Queen Elizabeth and Meghan Markle
Screenshot/X

Queen Elizabeth's private view of Meghan Markle has been revealed in fresh claims from royal author Robert Hardman, who says palace insiders believed the late monarch came to see 'narcissistic behaviour' in the Duchess of Sussex after early efforts to help her settle into royal life were, in their words, 'torn up'.

Elizabeth II died in September 2022 and never publicly criticised Meghan or Prince Harry. Harry has repeatedly said his grandmother remained one of the few senior royals with whom he and Meghan always had a strong bond. The new claims come from Hardman's book Elizabeth II, which draws on unnamed figures from the Queen's inner circle, and from his appearance on Newsweek's The Royal Report podcast.

How Queen Elizabeth's View Of Meghan Markle Allegedly Shifted

Hardman says the Queen's attitude towards Meghan began warmly. Speaking on The Royal Report, he said Elizabeth was 'actually delighted' by Harry's future wife and went out of her way to welcome her into royal life.

He pointed to the speed with which Meghan was brought into official duties. Hardman said old conventions about not inviting girlfriends or even fiancées to major royal events before marriage were set aside in her case. By December 2017, several months before the wedding, Meghan had already carried out her first official engagement.

The Queen also tried to give Meghan a secure place within the institution through carefully chosen patronages. Hardman highlighted the National Theatre as one of the clearest examples, given Meghan's background as an actor.

According to Hardman, those efforts were first embraced and then abandoned. 'These efforts were initially embraced by the [Sussexes] and then just sort of torn up,' he said on the podcast. In palace terms, the complaint was not simply that plans changed, but that a carefully prepared path had been rejected.

Hardman says that was when the mood around Meghan began to shift. What started as enthusiasm turned into frustration, and eventually, according to his sources, a belief that the Queen felt she had been let down by both Harry and Meghan.

In the book, Hardman quotes one senior insider as saying: 'The Queen had seen plenty of narcissists in her life.' He also said on the podcast that many around the monarch believed she thought Meghan was, by the end, showing 'narcissistic tendencies'.

Hardman was careful to note that Elizabeth was 'famously good at concealing her true thoughts'. That means the account rests not on the Queen's own words, but on the interpretations of aides and insiders who believed they understood her private feelings.

Oprah, California And The Sense Of A Long Game

The most explosive part of Hardman's account comes in the shadow of Harry and Meghan's March 2021 interview with Oprah Winfrey.
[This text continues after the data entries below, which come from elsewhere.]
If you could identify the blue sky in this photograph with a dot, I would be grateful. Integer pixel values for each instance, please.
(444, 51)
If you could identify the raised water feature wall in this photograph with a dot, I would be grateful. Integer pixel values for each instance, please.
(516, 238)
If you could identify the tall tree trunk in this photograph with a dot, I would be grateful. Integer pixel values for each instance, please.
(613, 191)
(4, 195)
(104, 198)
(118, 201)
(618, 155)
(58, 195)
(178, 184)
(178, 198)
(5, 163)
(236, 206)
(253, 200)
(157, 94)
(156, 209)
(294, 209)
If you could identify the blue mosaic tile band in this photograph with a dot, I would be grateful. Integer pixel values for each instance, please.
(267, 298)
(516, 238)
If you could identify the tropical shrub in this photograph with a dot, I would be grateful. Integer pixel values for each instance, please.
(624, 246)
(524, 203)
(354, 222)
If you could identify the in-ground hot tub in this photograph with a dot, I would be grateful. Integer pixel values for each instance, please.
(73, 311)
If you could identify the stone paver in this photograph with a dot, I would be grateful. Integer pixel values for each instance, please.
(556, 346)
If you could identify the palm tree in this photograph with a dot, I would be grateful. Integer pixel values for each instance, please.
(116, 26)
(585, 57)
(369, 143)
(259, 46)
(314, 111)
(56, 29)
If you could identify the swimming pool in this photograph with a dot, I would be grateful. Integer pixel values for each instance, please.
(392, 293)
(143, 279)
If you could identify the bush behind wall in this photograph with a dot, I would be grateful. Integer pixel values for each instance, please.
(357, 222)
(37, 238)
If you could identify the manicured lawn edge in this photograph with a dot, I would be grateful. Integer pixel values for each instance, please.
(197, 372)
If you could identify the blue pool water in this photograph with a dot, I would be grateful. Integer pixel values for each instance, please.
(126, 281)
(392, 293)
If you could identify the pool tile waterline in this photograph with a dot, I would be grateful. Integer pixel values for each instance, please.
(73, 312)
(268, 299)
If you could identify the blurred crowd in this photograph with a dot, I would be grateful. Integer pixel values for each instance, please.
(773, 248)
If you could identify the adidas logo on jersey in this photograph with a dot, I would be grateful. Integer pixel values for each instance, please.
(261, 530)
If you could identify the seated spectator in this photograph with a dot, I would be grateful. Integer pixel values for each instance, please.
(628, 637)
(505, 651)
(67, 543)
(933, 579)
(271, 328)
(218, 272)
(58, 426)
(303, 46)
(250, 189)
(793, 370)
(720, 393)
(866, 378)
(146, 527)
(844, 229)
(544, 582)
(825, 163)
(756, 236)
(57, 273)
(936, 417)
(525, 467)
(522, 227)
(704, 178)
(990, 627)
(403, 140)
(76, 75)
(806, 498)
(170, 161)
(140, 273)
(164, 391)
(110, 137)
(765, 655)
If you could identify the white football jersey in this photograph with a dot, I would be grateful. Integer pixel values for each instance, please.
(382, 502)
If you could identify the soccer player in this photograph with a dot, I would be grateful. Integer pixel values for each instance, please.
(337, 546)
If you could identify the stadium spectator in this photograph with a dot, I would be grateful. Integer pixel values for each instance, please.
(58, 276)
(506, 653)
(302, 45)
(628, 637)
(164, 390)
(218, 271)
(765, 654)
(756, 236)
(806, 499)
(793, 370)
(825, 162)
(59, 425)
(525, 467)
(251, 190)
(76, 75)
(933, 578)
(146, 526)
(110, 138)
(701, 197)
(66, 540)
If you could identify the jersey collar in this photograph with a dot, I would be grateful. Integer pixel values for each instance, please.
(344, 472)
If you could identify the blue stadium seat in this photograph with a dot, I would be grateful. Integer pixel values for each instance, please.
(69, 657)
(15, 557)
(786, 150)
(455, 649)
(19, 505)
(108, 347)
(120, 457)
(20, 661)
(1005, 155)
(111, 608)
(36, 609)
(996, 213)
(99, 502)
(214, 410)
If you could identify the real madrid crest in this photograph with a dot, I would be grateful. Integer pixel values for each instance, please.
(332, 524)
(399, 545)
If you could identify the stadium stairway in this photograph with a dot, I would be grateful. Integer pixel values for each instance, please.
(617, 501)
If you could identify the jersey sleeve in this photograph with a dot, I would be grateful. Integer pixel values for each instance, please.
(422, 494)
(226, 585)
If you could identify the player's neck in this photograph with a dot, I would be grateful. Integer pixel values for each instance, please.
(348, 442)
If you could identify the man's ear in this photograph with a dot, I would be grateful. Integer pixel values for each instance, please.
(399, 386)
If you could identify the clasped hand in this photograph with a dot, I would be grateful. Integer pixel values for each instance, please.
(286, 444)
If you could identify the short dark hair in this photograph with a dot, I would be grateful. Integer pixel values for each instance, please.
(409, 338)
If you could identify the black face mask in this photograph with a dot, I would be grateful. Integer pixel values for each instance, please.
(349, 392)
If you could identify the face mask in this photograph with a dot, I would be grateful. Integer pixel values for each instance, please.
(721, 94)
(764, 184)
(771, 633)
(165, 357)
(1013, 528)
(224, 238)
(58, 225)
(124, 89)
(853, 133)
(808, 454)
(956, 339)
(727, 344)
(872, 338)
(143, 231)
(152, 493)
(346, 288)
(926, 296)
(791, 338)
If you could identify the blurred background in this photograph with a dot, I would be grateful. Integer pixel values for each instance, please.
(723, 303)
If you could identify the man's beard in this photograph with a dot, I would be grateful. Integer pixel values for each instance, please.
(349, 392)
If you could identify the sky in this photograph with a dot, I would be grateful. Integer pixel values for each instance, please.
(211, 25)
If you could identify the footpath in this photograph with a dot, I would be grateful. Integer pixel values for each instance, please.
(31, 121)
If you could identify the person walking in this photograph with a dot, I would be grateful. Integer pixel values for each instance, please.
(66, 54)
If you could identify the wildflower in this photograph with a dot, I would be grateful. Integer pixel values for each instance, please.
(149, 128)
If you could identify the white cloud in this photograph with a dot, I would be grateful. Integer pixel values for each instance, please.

In that interview, Meghan said there had been 'concerns and conversations' within the royal household about how dark her unborn child's skin might be.

Hardman says some inside the palace later viewed both the interview and Oprah's earlier presence at the royal wedding in a different light. He writes that one senior aide looked back and concluded that 'the business of having Oprah at the wedding now made sense'.

Prince Harry, Meghan Markle Oprah interview
Prince Harry, Meghan Markle Oprah interview CBS Mornings/YouTube

That remark carries a clear implication. It suggests some in royal circles came to believe Meghan had been planning a public reckoning long before the couple stepped back from royal duties. It is that interpretation, rather than any direct statement from the Queen, that feeds into the broader claim about 'narcissistic' behaviour.

Hardman also includes a more sympathetic assessment from the same source. According to the book, the Queen had initially been very sympathetic to Meghan and to the difficulties surrounding her family, particularly her strained relationship with her father, Thomas Markle.

That sympathy, Hardman suggests, faded over time. After Harry and Meghan moved to California and gave the Oprah interview, one insider told him it was 'starting to look like the move to California had been a plan all along'.

A Private Verdict That Can No Longer Be Challenged

The force of Hardman's account lies partly in the fact that the Queen can no longer confirm or challenge it. Meghan and Harry are left facing a portrait of Elizabeth as privately disappointed and increasingly sceptical, but one that rests entirely on accounts from unnamed insiders.

It also matters that the claims come from a mainstream royal biographer rather than one of Meghan's louder critics. That gives the story a different tone, even if the underlying allegation remains just as contentious.

There are still obvious limits to what can be known. It is unclear how many aides spoke to Hardman, how close they were to the Queen's personal thinking, or whether their descriptions reflected genuine insight or institutional frustration with the Sussexes.

What Hardman's account does underline is the gap between the affectionate public image Harry and Meghan often presented of Elizabeth and the more disappointed private figure described by his sources. If those sources are right, the relationship began with warmth and flexibility but ended with a monarch who felt badly let down and was far less inclined to give Meghan the benefit of the doubt.